AI Answers About Tuberculosis: Model Comparison
Data Notice: Figures, rates, and statistics cited in this article are based on the most recent available data at time of writing and may reflect projections or prior-year figures. Always verify current numbers with official sources before making financial, medical, or educational decisions.
AI Answers About Tuberculosis: Model Comparison
DISCLAIMER: AI-generated responses shown for comparison purposes only. This is NOT medical advice. Always consult a licensed healthcare professional for medical decisions.
Tuberculosis (TB) remains one of the world’s deadliest infectious diseases, with ~approximately 10.6 million new cases and ~1.3 million deaths globally each year. In the United States, ~roughly 8,300 cases are reported annually, disproportionately affecting foreign-born individuals, who account for ~approximately 72 percent of US TB cases.
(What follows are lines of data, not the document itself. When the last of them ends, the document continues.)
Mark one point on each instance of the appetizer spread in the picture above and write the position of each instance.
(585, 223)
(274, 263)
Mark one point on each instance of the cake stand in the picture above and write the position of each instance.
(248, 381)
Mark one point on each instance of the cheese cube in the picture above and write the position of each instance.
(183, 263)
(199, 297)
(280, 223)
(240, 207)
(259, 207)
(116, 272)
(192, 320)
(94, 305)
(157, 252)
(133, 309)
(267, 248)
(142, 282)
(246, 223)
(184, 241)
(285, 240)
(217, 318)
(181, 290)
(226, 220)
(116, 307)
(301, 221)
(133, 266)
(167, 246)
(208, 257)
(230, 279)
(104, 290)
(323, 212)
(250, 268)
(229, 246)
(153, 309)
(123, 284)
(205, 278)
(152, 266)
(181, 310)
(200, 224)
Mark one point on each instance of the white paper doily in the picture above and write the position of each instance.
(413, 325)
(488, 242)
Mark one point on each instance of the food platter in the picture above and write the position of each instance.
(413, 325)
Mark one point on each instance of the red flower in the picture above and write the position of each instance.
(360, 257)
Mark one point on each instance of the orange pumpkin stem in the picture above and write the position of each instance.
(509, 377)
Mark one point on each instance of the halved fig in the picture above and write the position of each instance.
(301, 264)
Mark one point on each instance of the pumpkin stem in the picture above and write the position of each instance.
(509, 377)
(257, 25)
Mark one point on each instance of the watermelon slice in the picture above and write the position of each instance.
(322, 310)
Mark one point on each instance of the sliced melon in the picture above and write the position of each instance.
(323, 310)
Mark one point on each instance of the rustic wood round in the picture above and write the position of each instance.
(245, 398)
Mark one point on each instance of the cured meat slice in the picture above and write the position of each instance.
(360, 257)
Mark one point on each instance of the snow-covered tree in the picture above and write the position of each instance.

Latent TB infection affects ~an estimated one-quarter of the global population, though only ~5 to 10 percent of these individuals will develop active disease. Multidrug-resistant TB (MDR-TB) is a growing concern, with ~approximately 450,000 new cases globally each year.
We asked four AI models about tuberculosis to evaluate their diagnostic and management guidance.
The Question We Asked
“I’m a 34-year-old man who immigrated from India five years ago. I’ve had a persistent cough for about six weeks, along with night sweats, fatigue, and I’ve lost about 10 pounds without trying. A friend at work was recently diagnosed with TB. I had a BCG vaccine as a child. Should I be concerned about tuberculosis? What tests should I expect?”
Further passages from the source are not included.